Tuesday, June 18, 2013


These two photos, courtesy of the BBC news report, show an old, abandoned limestone quarry outside the town of Buxton in Derbyshire, England. 

The quarry originally mined limestone deposited in this area in the Carboniferous, ~350 million or so years ago. The limestone isn’t pure though, there are various impurities in it due to fluids passing through and precipitating various minerals after it was formed.

Once the quarry was closed, it began to refill with groundwater and interact with the atmosphere. The combination of minerals being exposed to air and oxygen is not always a good one. Minerals often react with the oxygen and give off side effects. One side effect was the blue color in the upper image; almost looking pleasant and leading to the nickname “the blue lagoon”.

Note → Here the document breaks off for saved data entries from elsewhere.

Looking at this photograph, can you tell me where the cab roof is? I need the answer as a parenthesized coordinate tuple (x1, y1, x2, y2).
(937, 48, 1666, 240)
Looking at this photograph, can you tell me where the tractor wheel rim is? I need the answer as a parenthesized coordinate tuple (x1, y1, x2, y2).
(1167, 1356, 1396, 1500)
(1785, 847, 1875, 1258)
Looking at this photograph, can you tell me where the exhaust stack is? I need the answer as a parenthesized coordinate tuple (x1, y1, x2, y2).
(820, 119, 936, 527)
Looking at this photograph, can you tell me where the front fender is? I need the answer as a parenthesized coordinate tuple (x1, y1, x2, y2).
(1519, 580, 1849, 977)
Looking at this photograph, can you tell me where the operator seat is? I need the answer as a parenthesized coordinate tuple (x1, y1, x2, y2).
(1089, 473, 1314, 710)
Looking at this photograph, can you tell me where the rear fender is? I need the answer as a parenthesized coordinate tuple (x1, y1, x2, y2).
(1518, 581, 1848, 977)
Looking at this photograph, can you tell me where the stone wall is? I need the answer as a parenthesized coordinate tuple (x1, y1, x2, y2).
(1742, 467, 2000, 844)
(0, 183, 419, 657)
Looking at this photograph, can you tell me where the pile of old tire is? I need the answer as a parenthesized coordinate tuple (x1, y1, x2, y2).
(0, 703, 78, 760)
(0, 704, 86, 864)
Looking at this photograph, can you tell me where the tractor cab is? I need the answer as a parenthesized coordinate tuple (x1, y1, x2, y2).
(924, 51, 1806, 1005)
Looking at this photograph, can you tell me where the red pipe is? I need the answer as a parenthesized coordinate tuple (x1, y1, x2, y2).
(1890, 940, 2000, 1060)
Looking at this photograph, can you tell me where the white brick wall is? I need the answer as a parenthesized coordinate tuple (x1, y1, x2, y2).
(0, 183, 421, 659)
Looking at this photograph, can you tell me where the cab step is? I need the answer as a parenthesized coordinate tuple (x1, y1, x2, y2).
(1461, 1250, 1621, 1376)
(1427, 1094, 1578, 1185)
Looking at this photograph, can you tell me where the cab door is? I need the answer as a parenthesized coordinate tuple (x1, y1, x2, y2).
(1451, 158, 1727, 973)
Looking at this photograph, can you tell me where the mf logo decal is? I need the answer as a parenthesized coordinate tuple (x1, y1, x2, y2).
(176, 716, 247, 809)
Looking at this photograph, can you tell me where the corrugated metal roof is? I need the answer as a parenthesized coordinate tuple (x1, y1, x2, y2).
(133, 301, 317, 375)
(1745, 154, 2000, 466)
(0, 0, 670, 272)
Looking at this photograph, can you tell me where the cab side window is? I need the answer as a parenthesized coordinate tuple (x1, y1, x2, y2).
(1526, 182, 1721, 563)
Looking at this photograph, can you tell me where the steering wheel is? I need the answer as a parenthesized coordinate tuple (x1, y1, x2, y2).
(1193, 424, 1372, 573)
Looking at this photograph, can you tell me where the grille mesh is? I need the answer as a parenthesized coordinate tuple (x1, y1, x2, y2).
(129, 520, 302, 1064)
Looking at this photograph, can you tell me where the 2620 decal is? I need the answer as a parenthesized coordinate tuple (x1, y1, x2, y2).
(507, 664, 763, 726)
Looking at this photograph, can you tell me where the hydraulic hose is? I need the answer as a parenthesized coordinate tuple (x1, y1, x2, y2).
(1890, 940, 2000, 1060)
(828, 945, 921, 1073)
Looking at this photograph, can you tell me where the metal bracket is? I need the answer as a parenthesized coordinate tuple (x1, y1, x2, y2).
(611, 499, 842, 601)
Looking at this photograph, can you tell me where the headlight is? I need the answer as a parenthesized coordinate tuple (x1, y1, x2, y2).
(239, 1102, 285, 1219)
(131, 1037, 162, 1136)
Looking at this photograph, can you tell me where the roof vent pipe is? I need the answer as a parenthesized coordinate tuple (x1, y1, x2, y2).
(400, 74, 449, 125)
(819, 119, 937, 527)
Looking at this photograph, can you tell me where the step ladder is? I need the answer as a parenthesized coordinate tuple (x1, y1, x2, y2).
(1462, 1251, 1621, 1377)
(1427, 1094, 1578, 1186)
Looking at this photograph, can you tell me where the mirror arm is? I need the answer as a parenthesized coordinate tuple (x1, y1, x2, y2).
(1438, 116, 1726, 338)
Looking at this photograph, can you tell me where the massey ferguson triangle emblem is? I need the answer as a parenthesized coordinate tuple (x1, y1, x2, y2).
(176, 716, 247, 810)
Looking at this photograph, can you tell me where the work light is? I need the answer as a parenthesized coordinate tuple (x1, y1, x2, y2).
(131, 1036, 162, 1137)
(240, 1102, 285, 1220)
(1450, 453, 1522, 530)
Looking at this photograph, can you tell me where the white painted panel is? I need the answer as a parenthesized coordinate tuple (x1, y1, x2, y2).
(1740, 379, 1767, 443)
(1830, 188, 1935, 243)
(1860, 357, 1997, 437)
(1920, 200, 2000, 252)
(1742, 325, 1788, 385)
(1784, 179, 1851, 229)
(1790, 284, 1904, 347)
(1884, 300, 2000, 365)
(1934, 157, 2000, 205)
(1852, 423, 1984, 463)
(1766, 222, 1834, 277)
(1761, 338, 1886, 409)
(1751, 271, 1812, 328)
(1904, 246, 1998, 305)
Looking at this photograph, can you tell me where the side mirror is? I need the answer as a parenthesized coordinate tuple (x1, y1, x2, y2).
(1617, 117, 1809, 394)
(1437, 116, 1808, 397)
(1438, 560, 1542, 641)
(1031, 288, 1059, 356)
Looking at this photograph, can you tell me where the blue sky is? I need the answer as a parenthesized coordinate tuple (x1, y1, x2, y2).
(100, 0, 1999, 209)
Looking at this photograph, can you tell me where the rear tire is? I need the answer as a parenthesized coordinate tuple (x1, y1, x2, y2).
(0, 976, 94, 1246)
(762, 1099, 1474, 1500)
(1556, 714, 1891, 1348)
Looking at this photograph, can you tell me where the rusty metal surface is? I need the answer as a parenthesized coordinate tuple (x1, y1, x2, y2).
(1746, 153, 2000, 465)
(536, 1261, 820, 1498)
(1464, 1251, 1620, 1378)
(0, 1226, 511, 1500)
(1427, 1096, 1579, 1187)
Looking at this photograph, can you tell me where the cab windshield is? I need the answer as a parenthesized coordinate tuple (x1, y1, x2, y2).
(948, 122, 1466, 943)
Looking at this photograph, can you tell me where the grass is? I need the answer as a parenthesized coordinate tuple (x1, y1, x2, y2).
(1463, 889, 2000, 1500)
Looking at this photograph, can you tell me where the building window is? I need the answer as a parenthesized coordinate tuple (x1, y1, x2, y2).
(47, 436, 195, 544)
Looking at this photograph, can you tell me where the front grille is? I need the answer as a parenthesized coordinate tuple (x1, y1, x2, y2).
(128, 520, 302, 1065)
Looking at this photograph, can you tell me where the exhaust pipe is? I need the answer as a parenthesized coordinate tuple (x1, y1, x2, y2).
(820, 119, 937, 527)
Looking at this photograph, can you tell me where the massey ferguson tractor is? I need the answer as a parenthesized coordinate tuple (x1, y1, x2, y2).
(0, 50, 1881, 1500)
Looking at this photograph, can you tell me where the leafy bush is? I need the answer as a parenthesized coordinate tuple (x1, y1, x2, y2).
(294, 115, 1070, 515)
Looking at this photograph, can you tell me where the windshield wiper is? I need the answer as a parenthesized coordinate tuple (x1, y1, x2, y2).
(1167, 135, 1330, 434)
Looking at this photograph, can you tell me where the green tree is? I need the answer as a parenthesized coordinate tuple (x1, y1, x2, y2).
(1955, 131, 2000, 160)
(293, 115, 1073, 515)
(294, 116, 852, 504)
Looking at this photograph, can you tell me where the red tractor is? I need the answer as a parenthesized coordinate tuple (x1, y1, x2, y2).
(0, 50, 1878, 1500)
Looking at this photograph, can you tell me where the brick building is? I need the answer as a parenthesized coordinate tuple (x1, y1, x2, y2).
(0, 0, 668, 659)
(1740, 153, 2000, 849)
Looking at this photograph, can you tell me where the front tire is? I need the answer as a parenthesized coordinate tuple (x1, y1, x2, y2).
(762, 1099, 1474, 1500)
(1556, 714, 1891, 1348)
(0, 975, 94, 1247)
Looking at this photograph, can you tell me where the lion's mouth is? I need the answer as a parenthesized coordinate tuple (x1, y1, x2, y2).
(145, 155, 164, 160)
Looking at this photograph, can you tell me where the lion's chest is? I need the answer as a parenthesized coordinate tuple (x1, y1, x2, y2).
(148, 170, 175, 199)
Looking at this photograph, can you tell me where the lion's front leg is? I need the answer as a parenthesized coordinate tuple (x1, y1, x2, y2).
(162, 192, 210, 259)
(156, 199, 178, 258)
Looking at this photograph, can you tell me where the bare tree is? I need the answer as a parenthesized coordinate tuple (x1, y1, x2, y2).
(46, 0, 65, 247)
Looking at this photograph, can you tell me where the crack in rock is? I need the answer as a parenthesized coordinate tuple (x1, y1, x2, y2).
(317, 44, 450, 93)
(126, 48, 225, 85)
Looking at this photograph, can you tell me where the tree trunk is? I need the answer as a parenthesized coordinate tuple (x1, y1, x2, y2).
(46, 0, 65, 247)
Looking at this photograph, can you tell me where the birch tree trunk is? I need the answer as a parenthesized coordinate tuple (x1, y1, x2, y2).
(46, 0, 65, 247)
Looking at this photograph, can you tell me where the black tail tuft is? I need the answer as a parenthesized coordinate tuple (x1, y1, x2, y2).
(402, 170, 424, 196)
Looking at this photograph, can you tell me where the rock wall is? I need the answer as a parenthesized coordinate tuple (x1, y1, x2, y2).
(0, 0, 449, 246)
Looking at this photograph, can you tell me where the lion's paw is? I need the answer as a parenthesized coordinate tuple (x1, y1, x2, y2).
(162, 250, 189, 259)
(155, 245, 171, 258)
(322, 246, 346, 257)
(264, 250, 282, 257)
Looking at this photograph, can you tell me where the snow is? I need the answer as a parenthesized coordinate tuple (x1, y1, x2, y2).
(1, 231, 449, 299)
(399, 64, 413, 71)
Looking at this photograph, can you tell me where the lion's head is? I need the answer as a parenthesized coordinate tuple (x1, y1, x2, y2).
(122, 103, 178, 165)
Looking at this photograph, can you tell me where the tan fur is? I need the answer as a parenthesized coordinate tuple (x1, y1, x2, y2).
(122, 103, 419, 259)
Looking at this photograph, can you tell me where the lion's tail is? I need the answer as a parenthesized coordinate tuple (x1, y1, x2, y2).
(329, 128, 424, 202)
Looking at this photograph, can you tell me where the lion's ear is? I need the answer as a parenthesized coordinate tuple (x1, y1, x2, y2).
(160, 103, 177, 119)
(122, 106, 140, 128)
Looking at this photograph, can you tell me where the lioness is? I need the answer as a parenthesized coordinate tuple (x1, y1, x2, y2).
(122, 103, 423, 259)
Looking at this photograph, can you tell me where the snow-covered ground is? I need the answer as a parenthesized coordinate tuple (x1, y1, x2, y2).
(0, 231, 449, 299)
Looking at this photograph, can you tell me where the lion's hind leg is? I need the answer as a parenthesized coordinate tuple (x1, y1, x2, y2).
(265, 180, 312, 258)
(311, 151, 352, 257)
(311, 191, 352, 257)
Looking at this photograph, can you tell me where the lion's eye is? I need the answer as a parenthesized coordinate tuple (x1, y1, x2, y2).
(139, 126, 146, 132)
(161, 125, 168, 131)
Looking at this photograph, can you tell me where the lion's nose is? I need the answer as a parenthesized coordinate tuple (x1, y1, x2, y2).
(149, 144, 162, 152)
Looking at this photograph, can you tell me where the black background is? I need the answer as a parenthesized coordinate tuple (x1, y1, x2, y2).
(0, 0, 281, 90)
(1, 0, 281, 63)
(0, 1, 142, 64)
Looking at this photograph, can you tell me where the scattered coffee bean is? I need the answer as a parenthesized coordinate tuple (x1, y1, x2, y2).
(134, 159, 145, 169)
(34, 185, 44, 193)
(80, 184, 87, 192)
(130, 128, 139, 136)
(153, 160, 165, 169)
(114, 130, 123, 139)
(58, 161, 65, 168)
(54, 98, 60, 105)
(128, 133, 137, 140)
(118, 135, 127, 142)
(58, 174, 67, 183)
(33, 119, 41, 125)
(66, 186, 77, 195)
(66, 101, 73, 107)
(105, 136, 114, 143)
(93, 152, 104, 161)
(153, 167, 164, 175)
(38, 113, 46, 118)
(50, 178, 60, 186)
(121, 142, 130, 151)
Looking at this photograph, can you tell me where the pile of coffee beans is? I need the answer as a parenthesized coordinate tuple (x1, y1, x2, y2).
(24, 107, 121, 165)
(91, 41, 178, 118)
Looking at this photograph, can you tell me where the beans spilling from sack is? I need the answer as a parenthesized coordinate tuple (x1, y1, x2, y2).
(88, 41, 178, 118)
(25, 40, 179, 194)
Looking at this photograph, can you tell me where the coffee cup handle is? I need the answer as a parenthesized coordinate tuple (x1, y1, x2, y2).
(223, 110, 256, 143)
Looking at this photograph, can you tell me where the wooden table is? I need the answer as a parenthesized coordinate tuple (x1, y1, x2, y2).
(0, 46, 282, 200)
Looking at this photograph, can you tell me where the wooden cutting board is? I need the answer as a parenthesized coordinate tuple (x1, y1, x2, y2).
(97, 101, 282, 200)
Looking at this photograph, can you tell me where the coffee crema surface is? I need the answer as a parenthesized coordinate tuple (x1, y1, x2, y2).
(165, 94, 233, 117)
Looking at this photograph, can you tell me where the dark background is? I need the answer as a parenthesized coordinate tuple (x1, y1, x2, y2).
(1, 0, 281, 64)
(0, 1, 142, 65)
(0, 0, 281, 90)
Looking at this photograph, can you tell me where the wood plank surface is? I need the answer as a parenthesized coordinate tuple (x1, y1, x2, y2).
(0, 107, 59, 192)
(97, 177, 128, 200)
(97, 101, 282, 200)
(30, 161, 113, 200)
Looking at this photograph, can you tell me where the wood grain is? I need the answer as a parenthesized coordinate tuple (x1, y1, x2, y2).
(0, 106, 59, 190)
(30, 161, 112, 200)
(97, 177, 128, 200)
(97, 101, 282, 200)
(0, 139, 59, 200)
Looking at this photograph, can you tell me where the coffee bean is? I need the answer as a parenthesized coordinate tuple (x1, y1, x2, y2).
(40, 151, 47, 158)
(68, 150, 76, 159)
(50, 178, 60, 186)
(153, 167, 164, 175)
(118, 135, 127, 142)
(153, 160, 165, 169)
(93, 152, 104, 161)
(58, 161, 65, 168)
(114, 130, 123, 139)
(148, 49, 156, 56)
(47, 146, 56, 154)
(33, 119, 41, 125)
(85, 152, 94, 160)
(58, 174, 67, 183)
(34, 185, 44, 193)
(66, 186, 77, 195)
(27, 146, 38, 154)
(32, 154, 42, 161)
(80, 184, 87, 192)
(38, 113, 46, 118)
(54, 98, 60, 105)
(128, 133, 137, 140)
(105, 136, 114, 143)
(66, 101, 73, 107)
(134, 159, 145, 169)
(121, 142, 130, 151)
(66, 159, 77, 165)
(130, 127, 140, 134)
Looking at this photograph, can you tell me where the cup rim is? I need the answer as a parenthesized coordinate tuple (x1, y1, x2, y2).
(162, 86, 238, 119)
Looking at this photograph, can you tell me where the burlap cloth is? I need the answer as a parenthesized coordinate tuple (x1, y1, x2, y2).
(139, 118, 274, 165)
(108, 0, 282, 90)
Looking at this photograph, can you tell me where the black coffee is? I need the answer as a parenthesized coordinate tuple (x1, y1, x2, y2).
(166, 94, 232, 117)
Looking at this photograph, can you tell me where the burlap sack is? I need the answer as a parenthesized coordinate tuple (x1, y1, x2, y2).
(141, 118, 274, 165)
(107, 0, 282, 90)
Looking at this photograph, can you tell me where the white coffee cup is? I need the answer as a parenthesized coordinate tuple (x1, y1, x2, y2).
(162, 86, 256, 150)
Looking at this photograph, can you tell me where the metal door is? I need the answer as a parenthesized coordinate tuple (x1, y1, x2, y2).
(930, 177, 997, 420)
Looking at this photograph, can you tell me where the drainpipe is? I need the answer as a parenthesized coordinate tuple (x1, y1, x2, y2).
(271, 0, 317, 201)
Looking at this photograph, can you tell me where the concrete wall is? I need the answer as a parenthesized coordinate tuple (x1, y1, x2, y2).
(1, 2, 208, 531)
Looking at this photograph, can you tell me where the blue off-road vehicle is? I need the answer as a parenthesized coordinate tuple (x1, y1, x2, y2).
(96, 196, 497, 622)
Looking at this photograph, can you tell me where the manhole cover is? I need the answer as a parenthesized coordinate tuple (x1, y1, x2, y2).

Unfortunately, another product of this reaction was alkalinity. The lake is highly alkaline, with a pH of 11.3, comparable to ammonia.

The caustic waters are dangerous to swim in, but the color was so inviting people would ignore the signs and enter anyway. In fact, in 2009, a young boy died while swimming in this quarry.

Finally, the local government may have figured out a way to stop people from swimming. They changed the color of the water; dying it black, as seen in the lower image. Swimming in black water just isn’t as appetizing as swimming in bright blue waters, and it turns out, fewer people seem to be hopping in these days.

Unless its well known to be safe, swimming in quarries isn’t the greatest idea. Lots of weird chemistries and rock hazards. Hopefully this solution will work better than the signs.